Viral suppressors of CRISPR-mediated adaptive immunity in bacteria

Blake Wiedenheft 1,
PMCID: PMC3737345  PMID: 23392292

Abstract

Viruses that infect bacteria are the most abundant biological agents on the planet and bacteria have evolved diverse defense mechanisms to combat these genetic parasites. One of these bacterial defense systems relies on a repetitive locus, referred to as a CRISPR (clusters of regularly interspaced short palindromic repeats). Bacteria and archaea acquire resistance to invading viruses and plasmids by integrating short fragments of foreign nucleic acids at one end of the CRISPR locus.
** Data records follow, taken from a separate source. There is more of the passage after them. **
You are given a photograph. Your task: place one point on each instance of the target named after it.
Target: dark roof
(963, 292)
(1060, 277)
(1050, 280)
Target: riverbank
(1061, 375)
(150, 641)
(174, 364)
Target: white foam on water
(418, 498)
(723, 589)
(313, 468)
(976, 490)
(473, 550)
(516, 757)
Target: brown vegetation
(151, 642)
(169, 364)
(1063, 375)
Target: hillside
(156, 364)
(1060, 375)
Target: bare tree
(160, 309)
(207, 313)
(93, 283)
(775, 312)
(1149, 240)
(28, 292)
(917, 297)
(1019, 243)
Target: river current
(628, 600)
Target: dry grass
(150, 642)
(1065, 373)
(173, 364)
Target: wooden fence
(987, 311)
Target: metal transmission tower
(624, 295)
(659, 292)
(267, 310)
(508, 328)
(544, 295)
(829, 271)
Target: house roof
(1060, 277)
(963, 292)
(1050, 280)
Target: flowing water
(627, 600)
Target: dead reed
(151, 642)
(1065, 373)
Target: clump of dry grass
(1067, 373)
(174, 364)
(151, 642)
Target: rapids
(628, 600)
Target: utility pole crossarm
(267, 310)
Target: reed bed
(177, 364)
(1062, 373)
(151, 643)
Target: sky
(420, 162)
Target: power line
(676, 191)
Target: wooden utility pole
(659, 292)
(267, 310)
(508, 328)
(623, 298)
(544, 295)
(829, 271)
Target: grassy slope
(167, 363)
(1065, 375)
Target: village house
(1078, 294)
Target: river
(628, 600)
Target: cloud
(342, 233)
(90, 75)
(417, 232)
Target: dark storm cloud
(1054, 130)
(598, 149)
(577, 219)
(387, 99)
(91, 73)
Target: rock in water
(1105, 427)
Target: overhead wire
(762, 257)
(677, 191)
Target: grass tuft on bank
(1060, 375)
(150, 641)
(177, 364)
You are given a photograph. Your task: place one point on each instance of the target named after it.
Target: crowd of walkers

CRISPR loci are transcribed and the long primary CRISPR transcript is processed into a library of small RNAs that guide the immune system to invading nucleic acids, which are subsequently degraded by dedicated nucleases. However, the development of CRISPR-mediated immune systems has not eradicated phages, suggesting that viruses have evolved mechanisms to subvert CRISPR-mediated protection. Recently, Bondy-Denomy and colleagues discovered several phage-encoded anti-CRISPR proteins that offer new insight into the ongoing molecular arms race between viral parasites and the immune systems of their hosts.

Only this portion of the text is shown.